The Early Modern World (HIST*1010)

Code and section: HIST*1010*01

Term: Winter 2017

Instructor: Susannah Ferreira

Details

Course Synopsis:

History 1010 is an introductory-level course about Europe and its interactions with the outside world between the fifteenth and the eighteenth centuries. The course covers many of the major events and movements that influenced the development of so-called Western culture including: the Italian Renaissance and Reformations; the overseas expansion and global imperialism, the emergence of scientific culture, the enlightenment and the political revolutions of the eighteenth century.
By the end of the course students in History 1010 should have gained a broad sense of historical development and an understanding of how key elements of ‘Western’ culture (e.g. beliefs in liberalism and rationalism) were shaped by key events in early modern European History. Students should have developed an informed historical perspective by critically evaluating traditional narratives of European history (e.g. that European society in this period was constantly ‘progressing’ or that Europeans consistently dominated the other societies with which they came into contact).

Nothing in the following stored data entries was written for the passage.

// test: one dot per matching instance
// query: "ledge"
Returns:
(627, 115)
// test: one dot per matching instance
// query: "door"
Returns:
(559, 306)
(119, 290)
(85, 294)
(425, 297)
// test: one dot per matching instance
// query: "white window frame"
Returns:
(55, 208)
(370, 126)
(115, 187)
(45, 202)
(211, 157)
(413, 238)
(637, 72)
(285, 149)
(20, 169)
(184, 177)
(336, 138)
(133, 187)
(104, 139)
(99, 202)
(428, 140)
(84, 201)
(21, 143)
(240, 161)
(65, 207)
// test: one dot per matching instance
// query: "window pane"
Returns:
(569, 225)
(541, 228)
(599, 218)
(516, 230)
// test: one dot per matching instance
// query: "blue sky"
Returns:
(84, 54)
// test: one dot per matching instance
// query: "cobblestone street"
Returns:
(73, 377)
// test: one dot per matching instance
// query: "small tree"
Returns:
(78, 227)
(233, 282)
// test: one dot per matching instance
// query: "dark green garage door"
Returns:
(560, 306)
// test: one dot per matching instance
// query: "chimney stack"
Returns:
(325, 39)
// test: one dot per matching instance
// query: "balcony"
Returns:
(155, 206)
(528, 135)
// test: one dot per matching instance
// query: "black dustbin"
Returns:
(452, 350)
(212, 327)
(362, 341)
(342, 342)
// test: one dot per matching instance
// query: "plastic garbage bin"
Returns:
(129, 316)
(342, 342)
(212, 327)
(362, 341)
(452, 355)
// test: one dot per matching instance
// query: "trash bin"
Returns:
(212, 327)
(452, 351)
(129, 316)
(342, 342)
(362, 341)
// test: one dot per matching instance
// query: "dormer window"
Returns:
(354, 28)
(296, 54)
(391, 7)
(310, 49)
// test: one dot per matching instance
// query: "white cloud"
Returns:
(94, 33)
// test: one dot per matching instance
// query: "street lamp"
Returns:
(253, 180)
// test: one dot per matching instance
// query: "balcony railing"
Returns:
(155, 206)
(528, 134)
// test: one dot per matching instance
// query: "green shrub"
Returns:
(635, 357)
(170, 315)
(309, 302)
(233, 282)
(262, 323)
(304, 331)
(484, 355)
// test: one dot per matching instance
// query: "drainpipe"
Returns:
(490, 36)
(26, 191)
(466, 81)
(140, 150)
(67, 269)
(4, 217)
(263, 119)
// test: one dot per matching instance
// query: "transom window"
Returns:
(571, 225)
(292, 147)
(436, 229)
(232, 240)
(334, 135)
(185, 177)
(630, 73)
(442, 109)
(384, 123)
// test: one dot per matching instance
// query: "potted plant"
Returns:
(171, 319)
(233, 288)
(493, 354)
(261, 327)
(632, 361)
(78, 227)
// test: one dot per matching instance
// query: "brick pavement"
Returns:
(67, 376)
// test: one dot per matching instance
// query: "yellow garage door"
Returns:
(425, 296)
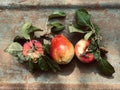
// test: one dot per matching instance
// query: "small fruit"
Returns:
(61, 50)
(80, 51)
(34, 49)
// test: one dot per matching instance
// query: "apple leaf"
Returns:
(14, 48)
(74, 29)
(57, 14)
(88, 35)
(105, 67)
(56, 27)
(82, 17)
(27, 29)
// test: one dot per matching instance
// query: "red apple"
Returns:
(61, 50)
(80, 51)
(33, 48)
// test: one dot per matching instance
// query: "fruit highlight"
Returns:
(81, 49)
(61, 50)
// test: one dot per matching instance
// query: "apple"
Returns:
(81, 49)
(61, 49)
(33, 49)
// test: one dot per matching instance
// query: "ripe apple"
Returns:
(61, 50)
(33, 48)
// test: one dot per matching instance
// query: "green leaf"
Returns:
(88, 35)
(24, 30)
(43, 64)
(56, 27)
(105, 67)
(33, 29)
(19, 39)
(14, 48)
(97, 29)
(22, 58)
(46, 48)
(96, 55)
(30, 65)
(27, 29)
(82, 17)
(74, 29)
(57, 14)
(52, 65)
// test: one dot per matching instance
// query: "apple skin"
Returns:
(80, 51)
(33, 48)
(61, 50)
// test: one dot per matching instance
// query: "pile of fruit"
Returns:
(35, 53)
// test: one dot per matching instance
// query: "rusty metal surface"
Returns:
(13, 13)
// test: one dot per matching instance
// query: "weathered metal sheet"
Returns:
(75, 75)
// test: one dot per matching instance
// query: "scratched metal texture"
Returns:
(74, 76)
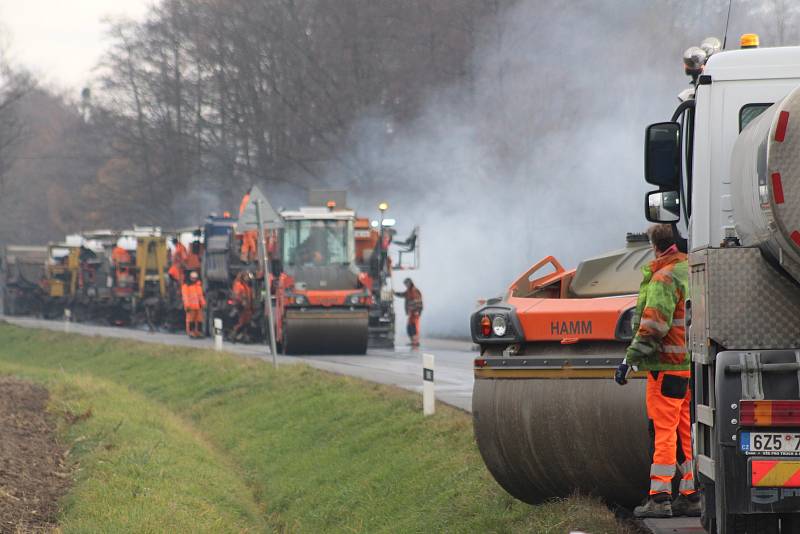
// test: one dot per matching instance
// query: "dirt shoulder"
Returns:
(32, 475)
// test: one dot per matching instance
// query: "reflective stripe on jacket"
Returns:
(413, 298)
(193, 298)
(659, 320)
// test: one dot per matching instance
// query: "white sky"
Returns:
(60, 41)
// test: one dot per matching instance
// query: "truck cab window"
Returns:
(750, 112)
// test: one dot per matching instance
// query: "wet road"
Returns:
(400, 367)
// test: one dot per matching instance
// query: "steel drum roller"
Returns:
(545, 438)
(326, 331)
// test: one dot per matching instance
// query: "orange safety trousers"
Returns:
(413, 326)
(194, 320)
(668, 398)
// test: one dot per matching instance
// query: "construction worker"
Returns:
(659, 347)
(192, 261)
(178, 259)
(121, 260)
(193, 303)
(249, 251)
(243, 299)
(413, 298)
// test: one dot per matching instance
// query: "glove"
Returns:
(621, 374)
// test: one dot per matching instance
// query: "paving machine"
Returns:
(22, 269)
(727, 164)
(549, 419)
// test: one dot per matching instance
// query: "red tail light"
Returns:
(486, 326)
(769, 413)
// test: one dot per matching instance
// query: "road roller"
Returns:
(549, 419)
(333, 291)
(727, 169)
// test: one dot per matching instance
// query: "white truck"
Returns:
(727, 167)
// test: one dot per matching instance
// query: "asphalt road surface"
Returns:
(400, 367)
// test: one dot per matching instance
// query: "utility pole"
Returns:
(268, 300)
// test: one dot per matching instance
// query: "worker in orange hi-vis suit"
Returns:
(249, 251)
(244, 300)
(192, 261)
(413, 297)
(193, 303)
(659, 347)
(243, 205)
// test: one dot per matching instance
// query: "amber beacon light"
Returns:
(748, 40)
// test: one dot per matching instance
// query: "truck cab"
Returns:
(727, 181)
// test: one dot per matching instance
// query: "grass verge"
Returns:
(189, 440)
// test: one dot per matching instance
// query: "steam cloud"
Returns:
(542, 153)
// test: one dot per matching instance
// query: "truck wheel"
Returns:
(707, 519)
(755, 524)
(790, 523)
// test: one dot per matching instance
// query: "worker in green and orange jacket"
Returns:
(659, 347)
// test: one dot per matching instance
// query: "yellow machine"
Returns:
(62, 271)
(151, 264)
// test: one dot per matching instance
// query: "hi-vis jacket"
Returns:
(659, 320)
(193, 298)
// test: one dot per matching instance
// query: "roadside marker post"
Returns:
(218, 333)
(428, 393)
(262, 245)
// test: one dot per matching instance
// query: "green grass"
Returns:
(184, 440)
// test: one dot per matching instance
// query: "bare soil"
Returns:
(32, 473)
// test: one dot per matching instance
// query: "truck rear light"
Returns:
(775, 473)
(486, 326)
(769, 413)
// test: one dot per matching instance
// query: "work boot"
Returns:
(657, 505)
(688, 505)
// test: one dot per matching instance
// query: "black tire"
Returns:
(755, 524)
(707, 519)
(790, 523)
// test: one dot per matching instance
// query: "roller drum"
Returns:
(545, 438)
(326, 332)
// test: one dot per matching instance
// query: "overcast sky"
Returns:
(60, 40)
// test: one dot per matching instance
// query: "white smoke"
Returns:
(539, 151)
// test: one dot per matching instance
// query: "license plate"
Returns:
(770, 443)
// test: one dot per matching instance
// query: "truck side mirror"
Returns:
(662, 206)
(662, 154)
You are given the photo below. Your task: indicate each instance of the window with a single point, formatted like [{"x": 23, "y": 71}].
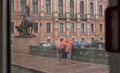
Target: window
[
  {"x": 100, "y": 10},
  {"x": 60, "y": 3},
  {"x": 92, "y": 39},
  {"x": 91, "y": 9},
  {"x": 71, "y": 8},
  {"x": 35, "y": 6},
  {"x": 35, "y": 28},
  {"x": 72, "y": 27},
  {"x": 81, "y": 9},
  {"x": 101, "y": 27},
  {"x": 48, "y": 6},
  {"x": 49, "y": 40},
  {"x": 61, "y": 27},
  {"x": 101, "y": 38},
  {"x": 22, "y": 5},
  {"x": 12, "y": 6},
  {"x": 92, "y": 27},
  {"x": 48, "y": 27},
  {"x": 61, "y": 39},
  {"x": 83, "y": 39},
  {"x": 12, "y": 27},
  {"x": 82, "y": 28}
]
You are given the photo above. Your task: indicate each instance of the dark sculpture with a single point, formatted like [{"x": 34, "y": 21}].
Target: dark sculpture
[{"x": 26, "y": 26}]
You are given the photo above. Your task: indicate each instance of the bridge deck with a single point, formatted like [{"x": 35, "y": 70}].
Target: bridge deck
[{"x": 52, "y": 65}]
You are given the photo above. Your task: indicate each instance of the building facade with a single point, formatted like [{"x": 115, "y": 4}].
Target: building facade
[{"x": 60, "y": 19}]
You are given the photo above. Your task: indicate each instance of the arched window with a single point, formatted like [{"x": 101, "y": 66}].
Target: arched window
[
  {"x": 48, "y": 6},
  {"x": 12, "y": 6},
  {"x": 92, "y": 39},
  {"x": 12, "y": 27},
  {"x": 100, "y": 10},
  {"x": 72, "y": 26},
  {"x": 60, "y": 4},
  {"x": 82, "y": 28},
  {"x": 71, "y": 8},
  {"x": 61, "y": 39},
  {"x": 81, "y": 8},
  {"x": 61, "y": 27},
  {"x": 91, "y": 9},
  {"x": 101, "y": 38},
  {"x": 35, "y": 6},
  {"x": 48, "y": 40},
  {"x": 48, "y": 27},
  {"x": 35, "y": 28},
  {"x": 92, "y": 27},
  {"x": 101, "y": 27},
  {"x": 22, "y": 5}
]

Methods of Evaluation and Weights:

Document Studies (weekly) - 10%
Research Assignment - 10%
Midterm Map Test - 15%
Research Paper - 35%
Final Exam - 30%

Texts and/or Resources Required:

Cameron, Euan. Early Modern Europe: An Oxford History. Oxford: Oxford University Press, 2001.

*Please note:  This is a preliminary web course description only.  The department reserves the right to change without notice any information in this description.  The final, binding course outline will be distributed in the first class of the semester.

LAND ACKNOWLEDGEMENT
The University of Guelph resides on the land of the Between the Lakes Treaty No. 3, the territory of the Mississaugas of the Credit. This land is part of the Dish with One Spoon, a covenant between Indigenous nations to live peaceably on the territories of the Great Lakes region. We recognize that today this gathering place is home to many First Nations, Inuit and Métis peoples and acknowledging them reminds us of our collective responsibility to the land where we learn, live and work.